Şimdinin milliyetçi geçinen tipleri maalesef sorunları mantık süzgecinden
geçirebilecek nitelikten fazlasıyla(!) yoksun.Onların milliyetçilik
damarlarına giden yol duygularından (ama problemli noktalardan)
geçiyor.Eurovision’a İngilizce bir şarkı ile giriyor olmamız, Hadise ve
onun kıvrak sahne figürlerinden dolayı milliyetçi bir problem olma
yeteneğini çoktan kaybetmiş durumda.Konuyu sadece cismani hayranlık
çerçevesinde ele alan arkadaşlar inanıyorum ki Hadisenin aynı kıyafet ve
figürlerle ama bu sefer Kürtçe olarak Eurovision’a katılmasına ses
çıkarmayacaklardı.
İngilizceyi çağın Eurovision gereği olarak gören bu tipler neden TRT
Şeş’i ülkemizin demokratik bir ihtiyacı olarak görmüyorlar?
Eurovision’a İngilizce bir şarkı ile girmeyi çağın gereği ve kültürel
bir zenginlik olarak görenler neden TRT Şeş’i (hem de sonuna kadar)
ülkemizin hem ihtiyacı hem de kültürel zenginliği olarak görmüyorlar?
İngilizceye gösterilen çağdaş ve demokratik tutum neden bizim öz
halkımız olan Kürtlerin Kürtçesine gösterilmiyor?
Bugün bu ülkede TRT Şeş’e karşı çıkanlar gittikçe DTP’nin
sınırlarına kaydıklarının farkında değiller mi? Pkk uzantısı olarak
görülen DTP’nin ‘’kimlikler üzerinde siyaset yapma’’ politikasını
zayıflatan TRT Şeş acaba bizim milliyetçilerin hangi politikasını
zayıflatıyor ki ortalığı vaveylaya boğuyorlar?
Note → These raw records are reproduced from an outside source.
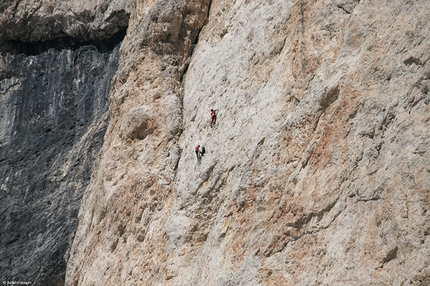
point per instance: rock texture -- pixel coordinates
(53, 116)
(316, 172)
(71, 20)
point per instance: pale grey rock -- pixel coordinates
(315, 172)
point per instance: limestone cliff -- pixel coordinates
(54, 85)
(316, 172)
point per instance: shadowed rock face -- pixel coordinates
(316, 172)
(53, 116)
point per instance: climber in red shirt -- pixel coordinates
(197, 152)
(213, 116)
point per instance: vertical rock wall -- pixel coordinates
(316, 172)
(54, 88)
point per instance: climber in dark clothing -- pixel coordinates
(200, 152)
(213, 116)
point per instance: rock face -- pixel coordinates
(316, 172)
(73, 20)
(53, 116)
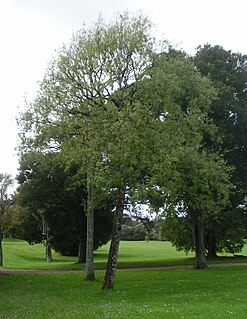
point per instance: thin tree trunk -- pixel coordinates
(197, 230)
(111, 268)
(1, 248)
(82, 250)
(48, 250)
(90, 275)
(212, 243)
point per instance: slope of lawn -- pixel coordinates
(20, 255)
(181, 293)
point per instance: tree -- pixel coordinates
(203, 194)
(91, 82)
(228, 72)
(48, 195)
(5, 203)
(182, 98)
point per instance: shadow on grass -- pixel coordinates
(40, 259)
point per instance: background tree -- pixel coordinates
(228, 72)
(5, 203)
(47, 187)
(182, 98)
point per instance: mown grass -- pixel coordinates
(19, 255)
(182, 293)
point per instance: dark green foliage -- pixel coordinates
(48, 191)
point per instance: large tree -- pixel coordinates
(95, 73)
(228, 72)
(182, 99)
(50, 192)
(5, 203)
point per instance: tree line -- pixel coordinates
(120, 119)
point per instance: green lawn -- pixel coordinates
(18, 254)
(181, 293)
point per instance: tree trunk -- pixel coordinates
(1, 248)
(90, 275)
(111, 268)
(212, 243)
(82, 250)
(197, 230)
(48, 250)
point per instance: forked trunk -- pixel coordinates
(197, 230)
(111, 268)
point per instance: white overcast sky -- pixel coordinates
(31, 30)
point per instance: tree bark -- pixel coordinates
(48, 250)
(1, 247)
(197, 230)
(82, 250)
(212, 243)
(90, 275)
(111, 268)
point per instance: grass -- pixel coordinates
(19, 255)
(216, 293)
(181, 293)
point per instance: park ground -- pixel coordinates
(218, 292)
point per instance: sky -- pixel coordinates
(31, 31)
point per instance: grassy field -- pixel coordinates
(173, 294)
(181, 293)
(18, 254)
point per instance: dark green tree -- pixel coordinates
(228, 72)
(49, 191)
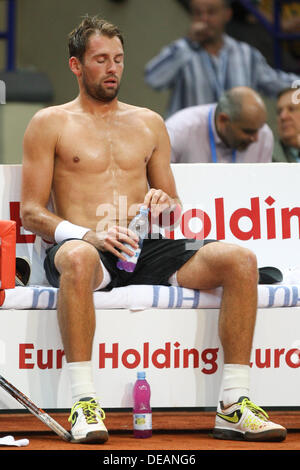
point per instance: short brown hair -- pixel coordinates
(78, 38)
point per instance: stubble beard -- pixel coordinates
(98, 92)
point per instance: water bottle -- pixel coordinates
(142, 413)
(138, 225)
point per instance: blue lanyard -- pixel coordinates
(212, 142)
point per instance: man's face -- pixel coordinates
(213, 15)
(241, 133)
(288, 119)
(102, 67)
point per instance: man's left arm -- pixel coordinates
(162, 194)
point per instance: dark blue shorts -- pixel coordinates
(159, 259)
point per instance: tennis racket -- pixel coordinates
(38, 412)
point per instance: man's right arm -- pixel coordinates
(39, 147)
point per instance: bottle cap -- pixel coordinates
(144, 210)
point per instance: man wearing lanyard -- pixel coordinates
(287, 149)
(200, 66)
(234, 130)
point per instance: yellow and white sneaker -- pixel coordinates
(87, 422)
(246, 421)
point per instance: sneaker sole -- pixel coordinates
(94, 437)
(274, 435)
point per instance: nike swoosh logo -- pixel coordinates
(232, 419)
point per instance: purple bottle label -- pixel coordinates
(126, 266)
(142, 421)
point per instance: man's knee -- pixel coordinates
(244, 264)
(77, 259)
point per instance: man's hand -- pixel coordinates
(165, 211)
(158, 201)
(113, 240)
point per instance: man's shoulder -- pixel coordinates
(191, 116)
(53, 113)
(139, 112)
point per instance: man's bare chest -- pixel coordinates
(100, 145)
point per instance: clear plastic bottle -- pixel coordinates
(142, 413)
(140, 226)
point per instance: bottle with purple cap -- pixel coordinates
(142, 413)
(140, 226)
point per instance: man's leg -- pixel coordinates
(80, 273)
(235, 269)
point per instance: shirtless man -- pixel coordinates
(86, 154)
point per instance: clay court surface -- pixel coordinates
(173, 431)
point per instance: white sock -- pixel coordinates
(236, 383)
(81, 378)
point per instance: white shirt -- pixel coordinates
(189, 135)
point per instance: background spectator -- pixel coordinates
(234, 130)
(199, 67)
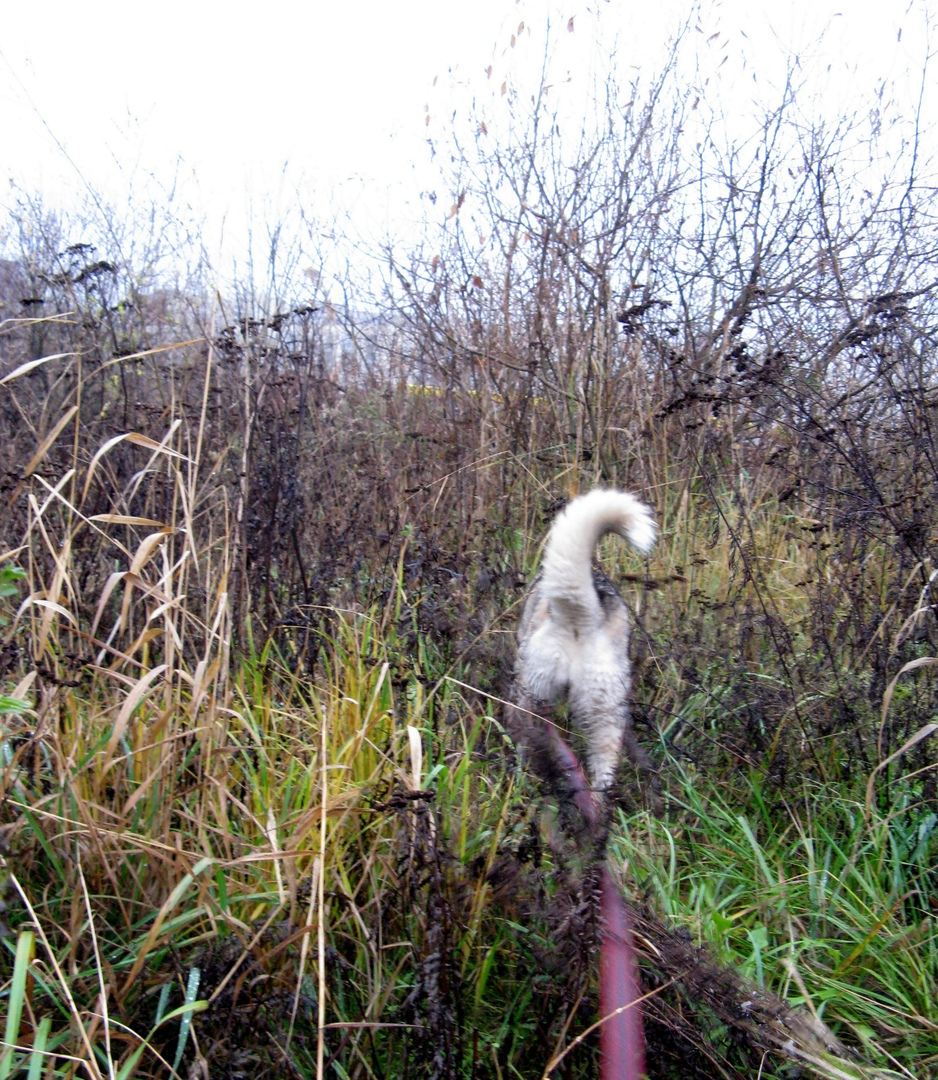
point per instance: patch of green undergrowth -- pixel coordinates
(810, 898)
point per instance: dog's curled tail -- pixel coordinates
(566, 571)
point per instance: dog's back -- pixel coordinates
(573, 636)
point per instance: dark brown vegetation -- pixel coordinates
(256, 526)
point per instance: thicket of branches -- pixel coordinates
(744, 333)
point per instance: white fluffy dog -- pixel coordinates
(573, 636)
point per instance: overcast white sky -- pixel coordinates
(325, 104)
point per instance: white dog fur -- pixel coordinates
(573, 636)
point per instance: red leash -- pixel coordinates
(622, 1035)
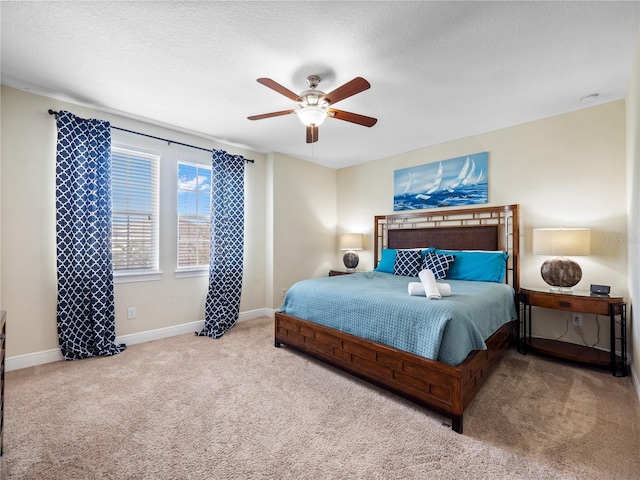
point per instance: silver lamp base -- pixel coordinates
(561, 274)
(350, 260)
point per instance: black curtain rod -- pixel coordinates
(53, 112)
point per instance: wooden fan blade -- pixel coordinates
(356, 85)
(353, 117)
(267, 82)
(312, 134)
(272, 114)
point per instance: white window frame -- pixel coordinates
(189, 270)
(152, 272)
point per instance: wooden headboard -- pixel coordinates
(484, 228)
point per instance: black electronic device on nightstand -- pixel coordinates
(600, 290)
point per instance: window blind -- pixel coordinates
(134, 181)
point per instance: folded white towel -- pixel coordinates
(417, 289)
(430, 286)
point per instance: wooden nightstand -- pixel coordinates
(335, 273)
(579, 302)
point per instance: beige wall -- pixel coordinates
(633, 205)
(28, 227)
(567, 171)
(304, 211)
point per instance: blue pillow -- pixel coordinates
(438, 263)
(387, 261)
(407, 263)
(484, 266)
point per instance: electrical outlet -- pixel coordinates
(577, 319)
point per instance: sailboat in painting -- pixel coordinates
(432, 187)
(459, 181)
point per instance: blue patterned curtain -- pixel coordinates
(86, 314)
(222, 306)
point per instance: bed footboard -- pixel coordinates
(445, 389)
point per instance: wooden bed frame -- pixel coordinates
(445, 389)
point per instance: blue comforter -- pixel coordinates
(377, 306)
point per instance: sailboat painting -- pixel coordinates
(453, 182)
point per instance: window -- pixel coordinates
(194, 198)
(134, 185)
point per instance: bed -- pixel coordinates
(434, 383)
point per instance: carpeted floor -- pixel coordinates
(190, 407)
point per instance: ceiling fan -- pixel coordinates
(315, 105)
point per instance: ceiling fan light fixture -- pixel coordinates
(312, 115)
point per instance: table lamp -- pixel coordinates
(350, 242)
(561, 273)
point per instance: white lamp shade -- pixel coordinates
(351, 241)
(561, 242)
(312, 115)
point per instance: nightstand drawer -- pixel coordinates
(595, 305)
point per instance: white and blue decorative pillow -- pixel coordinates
(407, 263)
(387, 261)
(438, 263)
(478, 265)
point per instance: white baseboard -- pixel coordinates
(47, 356)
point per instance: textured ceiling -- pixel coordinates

Bugüne kadar teröristle mücadelenin ötesine geçip terörle mücadelenin
farkını anlayamadık.Biz sorunun çözümünü hep dağda bir kurşun fazla
sıkmakta aradık.Halbuki bu sadece sivrisineğe dokundu ama bataklık olduğu
yerdeydi.TRT Şeş ve benzeri hamleler gösteriyor ki Türkiye teröristle
mücadeleden terörle mücadele safhasına geçmiştir.Güvenlik elbette
önemlidir fakat çözüm ekonomik ve kültürel boyutlarda
aranmalıdır.Güneydoğumuzun maalesef bugüne kadar kavuşamadığı huzur ve
sükun; ekonomik ve kültürel araçlarda gizlidir ve TRT Şeş bu işin
kültürel bir adımıdır.
Bu adımı yanlış yerlerden tutup yanlış yerlere çekmek gayretinde
olanların ne İngilizce ne de Fransızca Eurovision temsillerini destekleme
hakkı yoktur.Bu yaklaşım başlı başına bir çelişkidir.Bu çelişkinin
ortadan kalkması makul düşünce ile olacaktır.TRT Şeş tehdit değil
zenginliktir.Kürdü, Lazı, Çerkezi, Türkü ile ülkemiz etnik ve kültürel
bir mozaiktir.Bu mozaik bizim kazanımlar noktasında zenginliğimiz ve
farkımız haline getirilmelidir.
Ümit ediyorum ki bu akılcı ve gerçekçi adımın arkası gelir ve bu
bataklık kurur.Kimsenin pencerelerde gözü yaşlı evlat bekleyen
analarımızın yüreğine kor düşürmeye hakkı yok.Eğer çözümü sakat
bacaktan tutarsak daha çok ananın yüreği kebap olur.Bunu hiçbir Türk
annesi arzu etmez hele böyle adı dahi konulmamış bir savaşta…Tüm
bunların ardından ifade edeceğim şey; hükümetin önümüzde ki süreçte
bu adımları ciddiyet ve kararlılıkla şıklaştırması memleketimizin
hayrınadır ve çözüm bu yolla gelecektir.